Dr. Pauls Hufe trommelten über den trockenen Boden, und mein Pony war fast noch schneller als Eugens Stute, die viel größer ist. Vermutlich spürte er, wie viel Angst ich hatte. Dr. Paul versteht mich blind.

Ich spähte über seine fliegende Mähne hinweg. Und wünschte einen Moment später, ich hätte das nicht getan. Denn Flex hatte es geschafft. Der Riegel war offen. Und wir waren noch weit, weit entfernt.

„Wir schaffen es nicht!“, brüllte ich Eugen zu.

„Wir müssen anhalten!“, rief er zurück. „Und uns langsam nähern, sonst gehen die Ponys sofort durch.“

Ich pfiff einmal leise durch die Zähne – und sofort wurde Paul langsamer. In meinem Kopf spielten sich bereits grässliche Szenen ab: die Hauptstraße. Autos. Und dazwischen viele ausgebüxte Ponys!

Doch da sah ich plötzlich eine Gestalt auf einem Pferd direkt vor dem Tor auftauchen. War das Ben? Aber wie sollte er so schnell nach oben gekommen sein? Noch dazu von der Nordseite aus? Das war eigentlich unmöglich.

Die Gestalt war auch viel kleiner als mein sechzehnjähriger Bruder. Und das Pferd war schwarz. Ein Rappe. Definitiv kein Fuchs wie Bens Pferd Ginger.

Ich sah, wie Flex stutzte. Er stieg halb auf die Hinterbeine, als er das fremde Pferd vor ihm erblickte, und wieherte schrill. Hinter ihm drängten sich die anderen, aber keines der Ponys zwängte sich vor ihn. Flex war der Anführer.

Die Gestalt ließ sich vom Pferd gleiten. Sie war klein und sah aus wie ein Kind oder ein Jugendlicher. Aber im Gegenlicht der Morgensonne konnte ich nicht erkennen, ob es ein Mädchen oder ein Junge war.

Mit einem Satz war der Fremde beim Gatter und legte den großen Riegel wieder zurück. Und fast genauso schnell war er wieder auf dem Pferderücken. Es sah so aus, als ob er noch einmal zu uns rüberschaute. Doch gleich darauf wendete er sein Pferd und verschwand im kleinen Wäldchen hinter der Hügelkuppe.

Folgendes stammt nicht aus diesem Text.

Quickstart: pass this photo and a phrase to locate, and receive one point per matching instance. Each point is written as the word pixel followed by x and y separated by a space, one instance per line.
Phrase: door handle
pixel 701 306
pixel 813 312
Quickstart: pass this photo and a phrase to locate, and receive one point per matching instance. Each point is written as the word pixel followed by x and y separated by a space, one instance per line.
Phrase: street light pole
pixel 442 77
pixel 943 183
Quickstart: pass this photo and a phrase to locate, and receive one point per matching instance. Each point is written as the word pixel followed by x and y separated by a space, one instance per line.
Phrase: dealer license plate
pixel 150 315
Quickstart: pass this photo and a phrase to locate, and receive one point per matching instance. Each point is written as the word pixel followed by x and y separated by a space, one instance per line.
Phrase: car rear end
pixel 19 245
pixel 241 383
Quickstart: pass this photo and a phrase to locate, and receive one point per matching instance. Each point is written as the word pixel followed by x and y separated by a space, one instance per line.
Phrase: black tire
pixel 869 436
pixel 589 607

„Was war denn das?“, rief Eugen verblüfft.

„Keine Ahnung“, erwiderte ich genauso ratlos. „Und wieso wartet der nicht auf uns?“

„Finden wir es heraus“, sagte unser Stallmeister und trieb sein Pferd an.

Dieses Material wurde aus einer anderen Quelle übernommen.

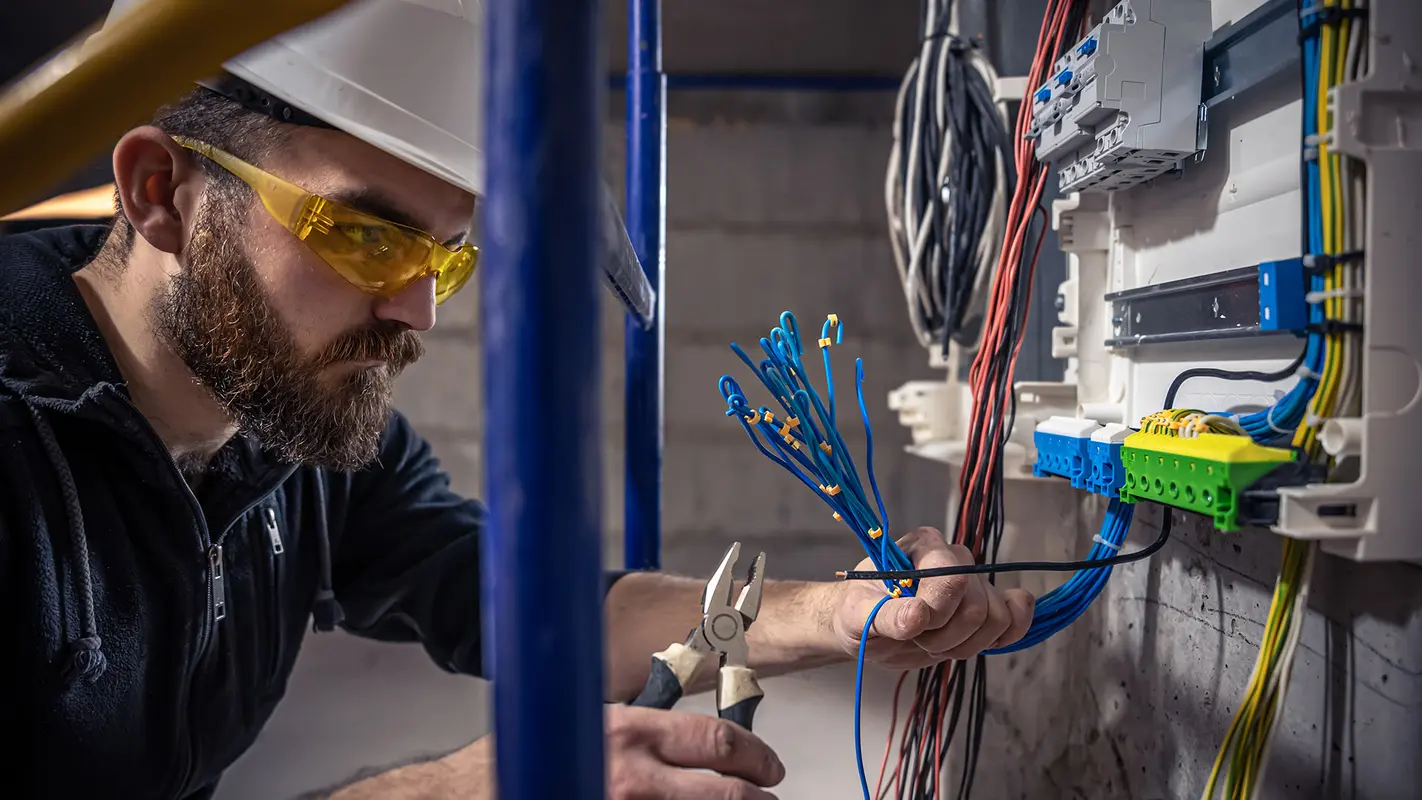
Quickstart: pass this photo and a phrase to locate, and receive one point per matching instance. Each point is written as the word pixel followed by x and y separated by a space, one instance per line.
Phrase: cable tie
pixel 1316 297
pixel 1334 327
pixel 1318 263
pixel 1104 543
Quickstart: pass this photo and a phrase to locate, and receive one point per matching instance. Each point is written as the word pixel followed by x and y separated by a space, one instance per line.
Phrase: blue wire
pixel 859 695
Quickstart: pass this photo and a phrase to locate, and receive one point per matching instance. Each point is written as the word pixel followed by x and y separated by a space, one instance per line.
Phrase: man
pixel 199 455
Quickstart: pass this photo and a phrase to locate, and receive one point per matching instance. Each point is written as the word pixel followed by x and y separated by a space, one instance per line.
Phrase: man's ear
pixel 159 186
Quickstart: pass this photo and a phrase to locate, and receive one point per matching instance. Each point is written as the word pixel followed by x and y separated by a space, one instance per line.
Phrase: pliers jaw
pixel 723 623
pixel 721 631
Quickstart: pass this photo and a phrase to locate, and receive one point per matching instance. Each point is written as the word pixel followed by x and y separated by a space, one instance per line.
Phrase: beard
pixel 221 321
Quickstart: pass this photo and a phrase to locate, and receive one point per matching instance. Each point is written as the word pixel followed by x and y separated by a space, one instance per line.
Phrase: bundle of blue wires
pixel 1064 604
pixel 808 445
pixel 806 442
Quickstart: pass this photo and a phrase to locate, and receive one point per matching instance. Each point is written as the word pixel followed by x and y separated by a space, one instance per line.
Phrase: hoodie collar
pixel 51 351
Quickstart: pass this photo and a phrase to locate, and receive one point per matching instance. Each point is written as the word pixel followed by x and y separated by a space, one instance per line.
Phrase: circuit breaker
pixel 1124 104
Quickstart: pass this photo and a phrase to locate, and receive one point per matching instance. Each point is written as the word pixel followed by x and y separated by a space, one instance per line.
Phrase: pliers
pixel 723 633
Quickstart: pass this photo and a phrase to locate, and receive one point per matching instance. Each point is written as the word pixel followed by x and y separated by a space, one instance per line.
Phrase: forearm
pixel 647 611
pixel 464 775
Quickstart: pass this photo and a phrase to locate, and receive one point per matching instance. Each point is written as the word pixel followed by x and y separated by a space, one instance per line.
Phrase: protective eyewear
pixel 373 255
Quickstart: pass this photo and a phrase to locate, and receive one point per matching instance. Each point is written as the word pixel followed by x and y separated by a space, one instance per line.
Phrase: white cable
pixel 910 220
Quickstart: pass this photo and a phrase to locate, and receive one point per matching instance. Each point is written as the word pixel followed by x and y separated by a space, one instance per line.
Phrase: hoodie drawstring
pixel 327 613
pixel 86 661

Als wir am Gatter ankamen, hatten sich die Ponys wieder etwas beruhigt. Einige begannen friedlich zu grasen, nachdem sie uns begrüßt hatten.

Nur Flex stand völlig verdutzt direkt am Tor und hielt den Kopf schräg. Er betrachtete den Riegel. Offensichtlich konnte er nicht fassen, was ihm da eben passiert war.

Und mir ging es ehrlich gesagt ähnlich.